Arathorn sentait l’assistance lui échapper. Il lança son va-tout :

– Nous ne sommes pas encore assez forts pour provoquer les grands vers en guerre ! Menons une expédition préliminaire, moins dangereuse et plus lucrative. Prenons une place forte, qui permettra de lancer l’attaque victorieuse. Préparons cette vengeance en mettant toutes les chances de notre côté.

Les défauts de cette argumentation, apparemment raisonnable, n’échappèrent pas à Thráin. Arathorn s’associait par trop à la vengeance des nains. Une fois le trésor recouvré, il ne s’aventurerait évidemment pas dans une expédition visant à détruire les dragons des Monts de Brume. Mais l’appât de l’or et la possibilité d’un regain de prestige pour sa lignée, s’avérèrent les plus forts. Thráin caressait le rêve de fortifier Barum-Nahal contre les grands vers, après l’avoir conquise…

Le chef nain se leva. Son visage majestueux restait fermé mais il prononça avec force :

– Moi Thráin, fils de Thror, j’accepte la proposition d’Arathorn Dúnadan. Joignons nos forces pour retrouver et investir Barum-Nahal. Un quart des revenus de cette expédition reviendra aux dúnedain. Nous serons dès lors alliés et conclurons un accord commercial avantageux. 
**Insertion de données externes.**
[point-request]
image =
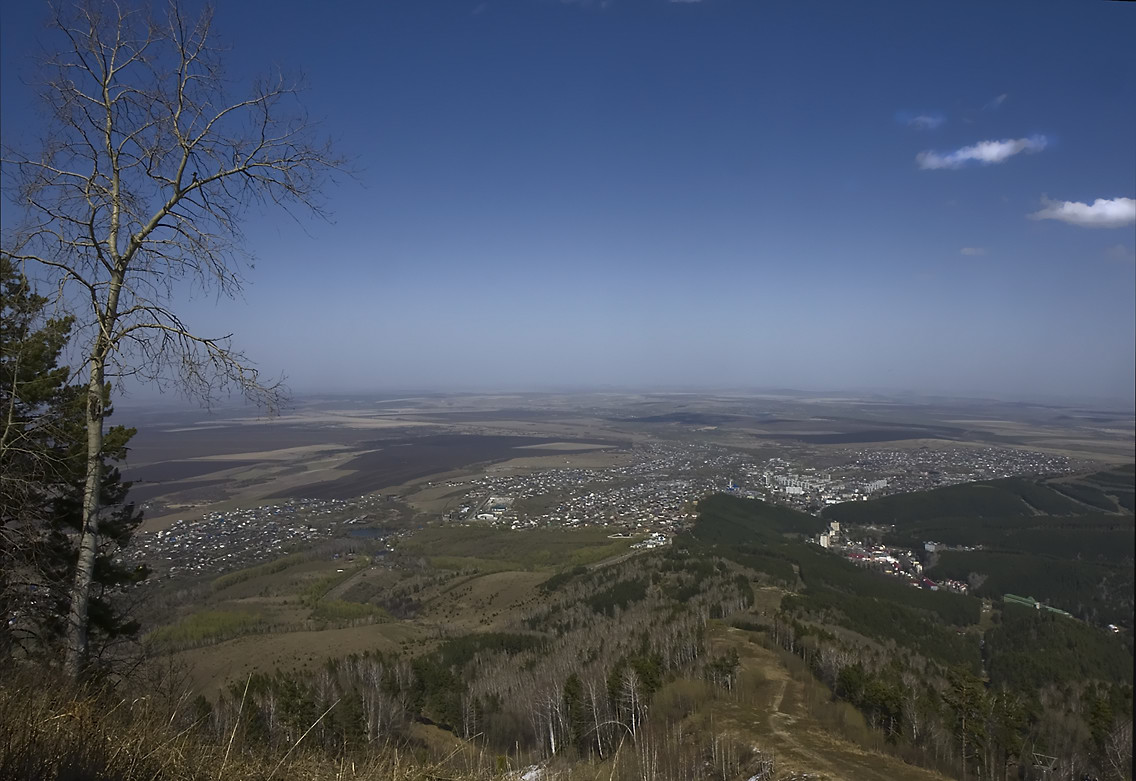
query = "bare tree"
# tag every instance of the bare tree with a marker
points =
(135, 193)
Comme Elrond ne s’opposait manifestement pas à l’accord, Gandalf se rassit et en termina, ulcéré :

– Je crois que je vais me joindre à cette folie ! Rien n’est pire qu’un rêveur idéaliste, sinon deux. Il faut un cerveau lucide dans cette expédition !

Arathorn et Thráin se serrèrent solennellement la main, entourés des leurs comme témoins. Elrond leva la main et conclut :

– Je ne saurais m’opposer à une proposition d’alliance entre deux peuples libres. Mais je vous mets doublement en garde ! Contre vos divergences tout d’abord, car le but que vous poursuivez est lointain. Vous devrez certainement faire des concessions importantes l’un à l’autre au cours de cette entreprise. Contre les signes de votre destin, ensuite, car mon cœur me prédit que le chemin du renouveau de vos lignées sera long. 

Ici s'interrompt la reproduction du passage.